A still from The Summer Hikaru Died. Photo Credit: Netflix

Both aesthetically and thematically, The Summer Hikaru Died frequently evokes the melancholic complexity of Twin Peaks and the doomed, forbidden romances found in Luca Guadagnino’s films. There’s also a hint of the quiet, intimate horror of love seen in works like The Haunting of Hill House.

Foreign Affairs

Kevin Ko’s Taiwanese found-footage horror, Incantation, opens with a direct appeal to the audience: a woman stares into the camera, asking viewers to repeat a “blessing” to protect her six-year-old daughter from a dire curse.

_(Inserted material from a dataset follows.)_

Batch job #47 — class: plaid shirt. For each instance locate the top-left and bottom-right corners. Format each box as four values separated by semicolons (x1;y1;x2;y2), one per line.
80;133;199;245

Li Ruo-nan, portrayed with haunting conviction by Tsai Hsuan-yen, once violated a sacred ritual and has been living under its shadow ever since. Years later, she chronicles her desperate efforts to shield her daughter, but every word she utters only pulls you deeper into her chilling predicament.

Ko’s genius lies in making us all unwitting participants. He reinvents the found-footage genre as a ritualistic trap. It’s a masterful exercise in drawing the audience into complicity, blending the intense visual claustrophobia of The Blair Witch Project with the ancient folkloric dread of Ringu. The result is one of the most truly terrifying found-footage experiences I’ve ever had the dubious pleasure of encountering.

A still from Incantation. Photo Credit: Netflix

However, what truly grounds the film are the rich cultural details of Taiwanese mountain rituals and Yunnan mythology, interwoven with the unsettling union of modern technology and ancient faith. Incantation feels like The Wailing, but shot with the frantic, handheld panic of REC. Its theme of self-consuming guilt echoes works like Noroi: The Curse and the spiritual disquiet of Hereditary, though its core resonates most closely with the unsettling desecration depicted in The Medium.

Both The Summer Hikaru Died and Incantation offer a profound look at the destructive, unyielding nature of love. Together, they create a perfect thematic pairing, exploring humanity’s persistent need to anchor its faith, whether in other people or in the divine, even when those sources have long ceased to respond.

This article is part of “Ctrl+Alt+Cinema,” a fortnightly column that highlights exceptional world cinema and anime.